I am trying to parse a date in safari so that my website will be compatible with IOS as well as everything else, but when I parse a date, it only returns NaN.

The date that I am trying to parse looks like this: "2015-06-29T23:59:59"

I've looked around for different ways to do this, but I still haven't found a solution to this problem.

Is there anyone who knows a function that will parse the date in safari or a work-around to this problem?

The original approach was: Date.parse("2015-06-29T23:59:59");

Thanks.

  • Have you read the answers to this question? – Pointy Jun 30 '15 at 12:22
  • @Pointy—that answer is from 2010, so predates both ES5.1 and 6 so a little out of date. – RobG Jun 30 '15 at 12:29
  • @RobG yes that's true – Pointy Jun 30 '15 at 12:31
up vote 0 down vote accepted

According to https://developer.mozilla.org/en-US/docs/Web/JavaScript/Reference/Global_Objects/Date/parse safari should work with

Date.parse("2015-06-29T23:59:59");

Perhaps post a code snippet that returns NaN, you may be doing something wrong

Having said that, the following may help if safari in IOS is different to the safari referred to in the MDN article

function parseDate(s) {
    var dateTime = s.split('T');
    var dateBits = dateTime[0].split('-');
    var timeBits = dateTime[1].split(':');
    return new Date(dateBits[0], parseInt(dateBits[1]) - 1, dateBits[2], timeBits[0], timeBits[1], timeBits[2]).valueOf();
}

parseDate("2015-06-29T23:59:59");

Returns the same value as

Date.parse("2015-06-29T23:59:59");

In firefox, so, that's a start I guess

  • fair enough, I'll go and buy an iPhone just to find out why safari sux :p – Jaromanda X Jun 30 '15 at 12:33
  • That worked in Chrome, FF, safari and IE! Thank you so much! – Tomzter Jun 30 '15 at 12:47
  • I want to add that even though the function worked, the result is going to turn out wrong because the function returns a value that is 20 hours(7200000ms) larger than what a regular Date.parse() would do.

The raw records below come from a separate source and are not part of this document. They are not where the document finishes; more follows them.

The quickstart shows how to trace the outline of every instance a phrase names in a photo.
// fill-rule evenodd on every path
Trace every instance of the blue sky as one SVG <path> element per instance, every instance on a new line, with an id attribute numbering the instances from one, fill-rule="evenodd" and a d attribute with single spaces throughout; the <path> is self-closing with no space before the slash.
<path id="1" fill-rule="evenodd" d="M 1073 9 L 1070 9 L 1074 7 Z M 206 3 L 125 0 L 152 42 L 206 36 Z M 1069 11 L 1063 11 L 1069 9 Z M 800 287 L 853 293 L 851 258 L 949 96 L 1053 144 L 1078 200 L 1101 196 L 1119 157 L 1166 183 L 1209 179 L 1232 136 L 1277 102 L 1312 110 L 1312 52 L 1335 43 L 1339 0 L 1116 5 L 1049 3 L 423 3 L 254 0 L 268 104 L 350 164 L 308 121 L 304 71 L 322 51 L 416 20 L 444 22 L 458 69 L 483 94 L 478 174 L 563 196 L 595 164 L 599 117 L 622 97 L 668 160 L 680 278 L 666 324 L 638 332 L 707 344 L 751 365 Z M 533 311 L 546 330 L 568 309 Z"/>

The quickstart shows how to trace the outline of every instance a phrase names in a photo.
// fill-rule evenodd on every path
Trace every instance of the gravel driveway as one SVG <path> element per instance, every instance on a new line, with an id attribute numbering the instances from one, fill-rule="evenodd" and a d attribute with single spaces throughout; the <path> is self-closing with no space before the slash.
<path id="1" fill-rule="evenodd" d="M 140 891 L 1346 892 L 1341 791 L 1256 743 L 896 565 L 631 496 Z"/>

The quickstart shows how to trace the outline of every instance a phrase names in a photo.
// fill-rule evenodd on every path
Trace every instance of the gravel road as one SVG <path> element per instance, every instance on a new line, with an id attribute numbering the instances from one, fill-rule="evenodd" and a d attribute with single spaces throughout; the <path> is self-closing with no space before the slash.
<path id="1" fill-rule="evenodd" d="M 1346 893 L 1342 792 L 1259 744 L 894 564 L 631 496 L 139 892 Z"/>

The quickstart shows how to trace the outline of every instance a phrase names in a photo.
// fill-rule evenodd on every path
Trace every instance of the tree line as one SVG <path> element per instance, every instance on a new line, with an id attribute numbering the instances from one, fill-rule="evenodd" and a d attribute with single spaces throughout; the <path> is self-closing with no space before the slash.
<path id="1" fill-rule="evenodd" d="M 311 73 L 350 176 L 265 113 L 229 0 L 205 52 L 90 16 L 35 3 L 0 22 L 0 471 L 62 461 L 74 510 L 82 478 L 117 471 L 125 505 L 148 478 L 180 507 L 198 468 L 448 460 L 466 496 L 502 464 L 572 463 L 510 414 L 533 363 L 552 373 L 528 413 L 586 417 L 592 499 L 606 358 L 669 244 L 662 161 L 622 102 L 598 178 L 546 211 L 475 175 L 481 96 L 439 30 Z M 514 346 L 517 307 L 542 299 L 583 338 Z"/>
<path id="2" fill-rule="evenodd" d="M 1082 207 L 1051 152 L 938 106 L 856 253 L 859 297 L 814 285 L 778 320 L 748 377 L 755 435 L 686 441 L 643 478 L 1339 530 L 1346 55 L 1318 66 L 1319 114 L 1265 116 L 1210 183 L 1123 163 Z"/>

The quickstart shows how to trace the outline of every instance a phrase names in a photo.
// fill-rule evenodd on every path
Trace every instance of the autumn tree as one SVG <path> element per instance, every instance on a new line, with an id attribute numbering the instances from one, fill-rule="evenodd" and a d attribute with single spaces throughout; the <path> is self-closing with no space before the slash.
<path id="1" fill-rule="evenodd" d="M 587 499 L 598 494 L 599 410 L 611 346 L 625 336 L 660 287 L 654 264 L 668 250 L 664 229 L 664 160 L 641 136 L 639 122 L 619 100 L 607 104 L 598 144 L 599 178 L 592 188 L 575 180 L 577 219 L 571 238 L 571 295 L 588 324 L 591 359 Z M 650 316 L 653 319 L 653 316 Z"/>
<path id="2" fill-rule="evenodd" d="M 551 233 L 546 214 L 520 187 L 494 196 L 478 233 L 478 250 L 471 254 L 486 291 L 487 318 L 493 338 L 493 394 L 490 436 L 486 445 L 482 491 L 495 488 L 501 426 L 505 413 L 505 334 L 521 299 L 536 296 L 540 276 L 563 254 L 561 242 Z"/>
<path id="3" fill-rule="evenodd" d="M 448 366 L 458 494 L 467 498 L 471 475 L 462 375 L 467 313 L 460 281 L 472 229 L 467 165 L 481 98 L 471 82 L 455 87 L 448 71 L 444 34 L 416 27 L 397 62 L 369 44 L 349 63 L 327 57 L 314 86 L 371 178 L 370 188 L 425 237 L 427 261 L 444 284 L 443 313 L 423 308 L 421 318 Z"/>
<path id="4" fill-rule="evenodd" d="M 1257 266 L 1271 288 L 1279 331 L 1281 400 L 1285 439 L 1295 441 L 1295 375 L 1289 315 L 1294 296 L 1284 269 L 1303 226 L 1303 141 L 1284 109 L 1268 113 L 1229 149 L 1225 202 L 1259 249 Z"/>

So I modified it to not subtract 1, but rather subtract 7180hours in the end: return (new Date(dateBits[0], parseInt(dateBits[1]), dateBits[2], timeBits[0], timeBits[1], timeBits[2]).valueOf() - 2584800000); I pick 7180hours because that is the difference between the real answer if I DON'T include the "- 1" after parseInt(dateBits[1]) – Tomzter Jun 30 '15 at 13:51
  • Don't do that, month should be 1 less than the passed in value. because month is zero based - i.e. January = 0 not 1 - not sure why you're getting 7200000ms (that's 2 hours not 20) difference – Jaromanda X Jun 30 '15 at 13:58
  • Yeah, I miscalculated the hours, sorry about that. I re-added the "-1" and removed the " - 2584800000". It still works and still finds the correct time-period in the xml document I am reading from, but that is because the time spand is 6 hours so 2 hours wont make a difference. It is still showing a 2 hour difference when contrasted with Date.parse(ISO8601time) and this might cause problems for others who uses the function, but have a narrower time spand. Anyways, thank you a lot, you've been great at helping. – Tomzter Jun 30 '15 at 14:38

The only reliable way to parse a date string is to do it manually, do not rely on Date.parse or passing strings to the Date constructor (which is essentially the same thing).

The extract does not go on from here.